Toffee Squares: Virtual Cookie Exchange

I met Julia 30 years ago in P.M. Kindergarten, where she was my sworn enemy. Despite a year of screeching arguments across the art table, we became best friends a few years later, and now we share recipes from halfway across the country. About her Toffee Squares, Julia writes:

I don’t know how she did it, but my mom used to make 100+ dozen cookies every holiday season. But by the time she was my age, she had both an eight-year old and a four-year old eager to help make cookies and fond memories. The repeat stars every year were crescent cookies, green spritz cookies, and what we called toffee squares.

The first time I didn’t go home for Christmas was just a few years ago, and the one thing that was going to make this fact okay was if I could have some toffee squares. But I had never made them outside of my childhood kitchen and certainly not without my mother’s guiding eye; I was convinced they would be impossible to make. To my surprise, it turned out that for years I had been holding the key on my very own bookshelf – in the Betty Crocker under “Toffee Bars!” Well, as  my coworker says, “That woman can cook,” and I quickly learned that this recipe was so magically easy, I could actually make them all by myself!

Happy holidays, and may you have the most fun making memories with your family.

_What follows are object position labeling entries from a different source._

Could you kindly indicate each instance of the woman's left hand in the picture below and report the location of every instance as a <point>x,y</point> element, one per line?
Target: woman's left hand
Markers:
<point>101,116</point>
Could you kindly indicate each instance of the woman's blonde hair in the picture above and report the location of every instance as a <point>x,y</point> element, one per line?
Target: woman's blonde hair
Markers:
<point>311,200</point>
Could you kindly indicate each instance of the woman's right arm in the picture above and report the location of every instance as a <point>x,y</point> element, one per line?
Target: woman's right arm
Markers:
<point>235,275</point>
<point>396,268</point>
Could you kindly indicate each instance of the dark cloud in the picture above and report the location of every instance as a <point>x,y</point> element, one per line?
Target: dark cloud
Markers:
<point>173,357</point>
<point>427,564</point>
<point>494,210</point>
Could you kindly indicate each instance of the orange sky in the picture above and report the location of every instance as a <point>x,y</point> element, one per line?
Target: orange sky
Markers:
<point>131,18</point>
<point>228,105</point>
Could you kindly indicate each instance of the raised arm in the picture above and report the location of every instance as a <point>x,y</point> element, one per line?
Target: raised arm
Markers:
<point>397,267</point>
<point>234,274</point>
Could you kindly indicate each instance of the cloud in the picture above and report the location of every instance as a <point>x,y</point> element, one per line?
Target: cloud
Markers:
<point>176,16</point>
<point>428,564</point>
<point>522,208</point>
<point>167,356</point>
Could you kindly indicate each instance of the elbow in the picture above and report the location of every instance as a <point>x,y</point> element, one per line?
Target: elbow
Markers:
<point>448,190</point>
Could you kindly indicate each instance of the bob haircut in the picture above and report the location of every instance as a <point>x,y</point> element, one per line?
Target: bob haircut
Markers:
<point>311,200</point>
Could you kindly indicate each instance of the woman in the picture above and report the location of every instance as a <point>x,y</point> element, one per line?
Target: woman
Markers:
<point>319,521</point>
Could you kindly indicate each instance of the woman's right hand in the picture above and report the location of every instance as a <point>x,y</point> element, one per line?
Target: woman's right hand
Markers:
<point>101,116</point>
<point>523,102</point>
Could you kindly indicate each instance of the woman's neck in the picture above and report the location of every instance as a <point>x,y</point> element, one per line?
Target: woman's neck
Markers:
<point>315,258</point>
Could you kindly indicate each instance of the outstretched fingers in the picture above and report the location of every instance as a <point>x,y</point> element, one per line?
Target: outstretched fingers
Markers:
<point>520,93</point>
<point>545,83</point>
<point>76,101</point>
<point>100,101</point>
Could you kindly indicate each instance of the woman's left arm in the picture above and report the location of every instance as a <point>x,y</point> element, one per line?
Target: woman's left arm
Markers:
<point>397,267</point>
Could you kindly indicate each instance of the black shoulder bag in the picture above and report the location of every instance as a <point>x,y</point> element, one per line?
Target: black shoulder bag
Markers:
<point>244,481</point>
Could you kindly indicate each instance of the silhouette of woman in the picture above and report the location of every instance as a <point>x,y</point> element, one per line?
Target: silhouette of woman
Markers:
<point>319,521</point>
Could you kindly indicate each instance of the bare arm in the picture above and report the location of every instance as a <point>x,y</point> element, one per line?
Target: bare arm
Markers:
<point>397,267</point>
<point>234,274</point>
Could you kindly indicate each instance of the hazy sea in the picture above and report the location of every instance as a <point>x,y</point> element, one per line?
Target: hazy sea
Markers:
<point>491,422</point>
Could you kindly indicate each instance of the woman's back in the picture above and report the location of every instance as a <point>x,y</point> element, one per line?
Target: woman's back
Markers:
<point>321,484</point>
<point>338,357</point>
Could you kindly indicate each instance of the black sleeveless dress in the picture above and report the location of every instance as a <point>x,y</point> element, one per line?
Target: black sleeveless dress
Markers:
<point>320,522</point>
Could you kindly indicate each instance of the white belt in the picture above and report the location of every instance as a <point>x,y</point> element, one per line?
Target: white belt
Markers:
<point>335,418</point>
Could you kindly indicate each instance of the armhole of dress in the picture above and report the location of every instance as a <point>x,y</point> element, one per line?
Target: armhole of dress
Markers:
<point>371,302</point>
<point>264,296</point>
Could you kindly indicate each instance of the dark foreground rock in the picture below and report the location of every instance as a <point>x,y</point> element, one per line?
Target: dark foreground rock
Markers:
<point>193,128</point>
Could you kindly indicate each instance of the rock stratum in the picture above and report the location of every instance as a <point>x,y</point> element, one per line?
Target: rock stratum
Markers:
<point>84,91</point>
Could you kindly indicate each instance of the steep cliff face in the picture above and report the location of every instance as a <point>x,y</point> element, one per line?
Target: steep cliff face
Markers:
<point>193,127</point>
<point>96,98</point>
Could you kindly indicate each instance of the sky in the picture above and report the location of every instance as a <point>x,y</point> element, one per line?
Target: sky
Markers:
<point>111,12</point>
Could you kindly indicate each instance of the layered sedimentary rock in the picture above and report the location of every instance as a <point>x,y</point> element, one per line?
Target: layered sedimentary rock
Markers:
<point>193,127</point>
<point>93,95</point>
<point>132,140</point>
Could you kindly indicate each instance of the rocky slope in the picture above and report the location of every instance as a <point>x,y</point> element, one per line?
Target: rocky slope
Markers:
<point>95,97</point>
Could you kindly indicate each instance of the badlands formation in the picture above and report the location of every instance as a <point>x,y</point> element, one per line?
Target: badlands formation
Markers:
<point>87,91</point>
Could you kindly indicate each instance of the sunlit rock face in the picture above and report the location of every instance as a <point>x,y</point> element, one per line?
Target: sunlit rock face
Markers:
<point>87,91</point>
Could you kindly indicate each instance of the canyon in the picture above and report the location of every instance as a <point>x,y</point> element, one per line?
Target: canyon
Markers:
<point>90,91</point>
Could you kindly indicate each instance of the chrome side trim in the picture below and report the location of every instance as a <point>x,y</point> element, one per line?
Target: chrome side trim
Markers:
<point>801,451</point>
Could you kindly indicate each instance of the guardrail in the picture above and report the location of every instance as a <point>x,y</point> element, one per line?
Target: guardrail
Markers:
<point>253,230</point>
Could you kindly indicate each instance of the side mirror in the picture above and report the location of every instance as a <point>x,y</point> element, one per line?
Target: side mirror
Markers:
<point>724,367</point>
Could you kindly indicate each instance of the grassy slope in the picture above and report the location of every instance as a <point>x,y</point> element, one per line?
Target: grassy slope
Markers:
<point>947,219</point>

  • 1 cup butter, softened
  • 1 cup packed brown sugar
  • 1 teaspoon vanilla
  • 1 large egg yolk
  • 2 cups all-purpose flour
  • 1/4 teaspoon salt
  • 2/3 cup chocolate chips
  • 1/2 cup chopped nuts (optional)


  1. Heat oven to 350 degrees.
  2. Mix butter, brown sugar, vanilla and egg yolk in large bowl.
  3. Stir in flour and salt.
  4. Press dough into ungreased rectangular pan (13x9x2 in.) or onto large pizza stone (I prefer baking with a pizza stone because there is no way to burn the bottom of the cookie without also burning the top).
  5. Bake 25-30 minutes or until very light brown (will still be very soft).
  6. Immediately sprinkle chocolate chips onto hot cookie and let sit for 5 minutes.
  7. Gently spread warmed chocolate chips over entire surface of cookie.
  8. Sprinkle chocolate with nuts.
  9. Cool in the pan for 30 minutes.
  10. Cut into bars while still warm (you can also try using cookie cutters for shaped toffee bars – see the musical notes in the top picture)

About Julia

Lily photo-bombs a picture of the baking process.

I live in Washington, DC, with my husband, Germán, and our Greater Swiss Mountain Dog, Lily.